Termas de São Pedro do Sul, 29 de Julho de 2007

A “coisa” foi mesmo bem vendida pelo João. Castro dos banhos, em finais de um Julho tórrido, soa aos ouvidos de qualquer cidadão como música celestial. E por isso lá fomos, Domingueiros de primeira viagem, cheios de vontade e expectativa. Até com águas minero-medicinais, frequentes e não engarrafadas, nos aliciou ( vejam a promoção no site ). Já para não falar nos insistentes lembretes para levar fato de banho e restantes apetrechos de banhista, não esquecendo obviamente o protector solar ( o único indispensável ). Devia ter levado mais a sério a expressão de dúvida jocosa que o Pedro Almeida deixou escapar no dia anterior. Não que desconfiasse do João. O Pedro tinha a certeza de que as coisas não seriam bem assim. Saber de experiencia feito. Pois nem Castros nem banhos.

Sejamos honestos. Banhos tivemos. De suor e de água de chafariz de potabilidade duvidosa. Então porque é que o passeio de 29 de Julho foi tão agradavelmente marcante?

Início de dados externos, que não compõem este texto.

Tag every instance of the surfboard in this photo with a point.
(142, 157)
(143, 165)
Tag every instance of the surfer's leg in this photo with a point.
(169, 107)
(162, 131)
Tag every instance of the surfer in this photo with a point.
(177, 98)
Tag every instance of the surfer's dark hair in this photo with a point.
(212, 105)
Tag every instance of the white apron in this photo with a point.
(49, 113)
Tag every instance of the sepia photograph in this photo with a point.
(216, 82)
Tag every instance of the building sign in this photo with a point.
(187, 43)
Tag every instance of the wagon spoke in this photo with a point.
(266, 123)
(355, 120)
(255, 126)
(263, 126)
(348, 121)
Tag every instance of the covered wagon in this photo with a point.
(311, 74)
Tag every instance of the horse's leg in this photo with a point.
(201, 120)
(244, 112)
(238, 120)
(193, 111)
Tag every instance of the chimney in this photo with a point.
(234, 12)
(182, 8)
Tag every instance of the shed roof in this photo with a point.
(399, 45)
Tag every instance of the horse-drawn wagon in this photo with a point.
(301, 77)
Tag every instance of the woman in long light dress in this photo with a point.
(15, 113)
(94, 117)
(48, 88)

Em primeiro lugar pela boa disposição, cumplicidade, disponibilidade e fair-play do grupo. Melhor seria difícil. Depois pela beleza serena do percurso, mesmo quando nos enganávamos e seguíamos o caminho menos soalheiro, não por ser mais fresco mas porque estávamos mesmo perdidos. Finalmente porque raramente temos possibilidade de testar os nossos limites físicos e de vontade. Foi uma prova e tanto.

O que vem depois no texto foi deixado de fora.